姉さんはフラストレーションが溜まると、僕に当り散らすのがあたり前で、何かと言い訳をつけては僕の服を剥ぎ取り、ベランダへと放り投げるのが常だった。
真夏日のベランダの板は熱した鉄板のように熱く、冬は氷の上のように冷たかった。

何故、こんなことをするのだろうと考えたことがある。考える時間は豊富にあったから。
多分姉さんは心のどこかで僕のことを恨んでいたんじゃなかなと思う。いつも自分ばかりに辛いことを押し付けて、押入れでじっと息を殺している弟が憎ましかったんじゃなかって。でも同時に大切と思っていて……大切だと思わなきゃ自分が親に折檻されいることの正当化ができなくて。
復讐と保護の正当化。それが姉さんが僕にすることの理由。

人はみな、何かしらの理由をつけて自分の行動を正当化する。

そんなことを日々受けていたある日、僕は姉さんが服を着替えている時に妙にネバつた目で見ていることに気がついた。どうしたの、と僕が聞くと姉さんはクラスメイトのヒメノカオルさんという人の話しを始めた。よく分からないけど、まとめると「弟というものはいくら可愛くてもいつかは自分の手から離れてしまう。もし、そうなってしまうことを想像して、耐え難いものを感じるのなら、飛び立つ前に羽をもいで、自分の物にしてしまうエゴイズムの方が幸福だ」というものだった。
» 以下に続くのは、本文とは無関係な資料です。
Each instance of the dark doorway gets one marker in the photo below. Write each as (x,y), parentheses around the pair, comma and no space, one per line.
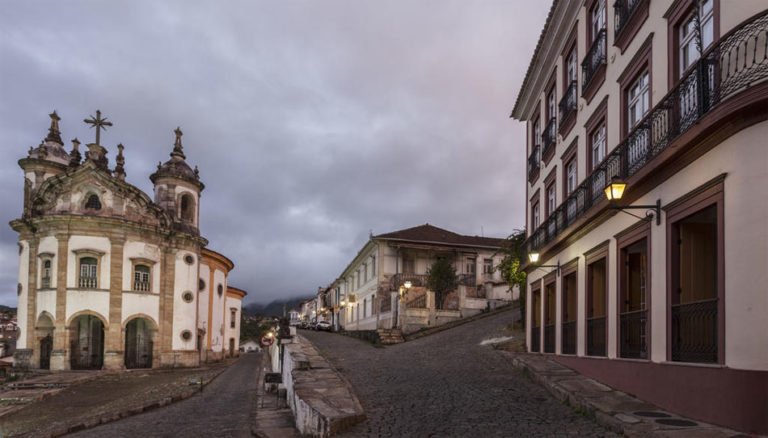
(46,346)
(87,343)
(138,344)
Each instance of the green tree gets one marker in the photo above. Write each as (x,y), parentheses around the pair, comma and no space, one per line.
(441,279)
(514,253)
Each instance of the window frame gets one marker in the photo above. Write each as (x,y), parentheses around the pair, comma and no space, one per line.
(676,15)
(706,195)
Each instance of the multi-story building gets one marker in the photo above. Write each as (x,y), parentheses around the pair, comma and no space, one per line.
(385,284)
(667,99)
(107,274)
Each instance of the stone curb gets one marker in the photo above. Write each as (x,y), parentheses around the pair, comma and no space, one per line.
(458,322)
(624,422)
(335,419)
(108,418)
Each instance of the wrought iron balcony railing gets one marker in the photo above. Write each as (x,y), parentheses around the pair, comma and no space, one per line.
(596,336)
(694,331)
(568,337)
(633,335)
(595,58)
(735,63)
(549,138)
(549,338)
(535,339)
(568,102)
(623,11)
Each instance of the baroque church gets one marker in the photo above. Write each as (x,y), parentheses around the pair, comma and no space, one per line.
(111,278)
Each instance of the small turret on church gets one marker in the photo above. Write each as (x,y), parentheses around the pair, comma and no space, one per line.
(178,187)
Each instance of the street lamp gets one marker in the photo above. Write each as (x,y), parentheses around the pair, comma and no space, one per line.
(614,191)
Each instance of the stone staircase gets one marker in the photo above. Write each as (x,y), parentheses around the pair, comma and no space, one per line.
(390,336)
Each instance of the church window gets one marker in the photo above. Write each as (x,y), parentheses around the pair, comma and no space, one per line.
(187,210)
(45,281)
(93,203)
(141,275)
(88,273)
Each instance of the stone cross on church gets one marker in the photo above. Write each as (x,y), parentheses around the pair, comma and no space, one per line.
(98,123)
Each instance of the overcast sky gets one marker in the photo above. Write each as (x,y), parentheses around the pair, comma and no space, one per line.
(313,122)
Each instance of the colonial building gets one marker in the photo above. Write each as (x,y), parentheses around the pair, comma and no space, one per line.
(385,285)
(107,274)
(661,106)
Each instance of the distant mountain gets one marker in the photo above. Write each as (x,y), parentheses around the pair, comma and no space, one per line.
(275,308)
その時の姉さんは妙に切羽詰ってて、仕切りに僕にもしも僕がいなくなったら何を心配すればいいのかということを罵倒混じりに叫んだり、両親のように僕も姉さんを捨ててしまうのかと激昂した。
僕はなんだか怖くなって、外に逃げようとしたら姉さんは急に落ち着いた口調になって、逃げたら死ぬと僕にいった。
拒んでも死ぬし、逃げても死ぬ。受け入れる以外の選択は全部死んでやる。目の前で首を切って死んでやる。
そういった。

僕は姉さんが本当にそういうことをやってしまう人だということを知っていた。例えば姉さんの目の前に人がいて、姉さんが殺すといえば本当にその人は姉さんの手によって殺されてしまうし、校舎の窓からおとしてやると姉さんが言えばその人は本当に三階の窓から一階に向かって落ちていく。
だから僕はそれを拒めなくて、しかたなく、姉さんと、関係、した。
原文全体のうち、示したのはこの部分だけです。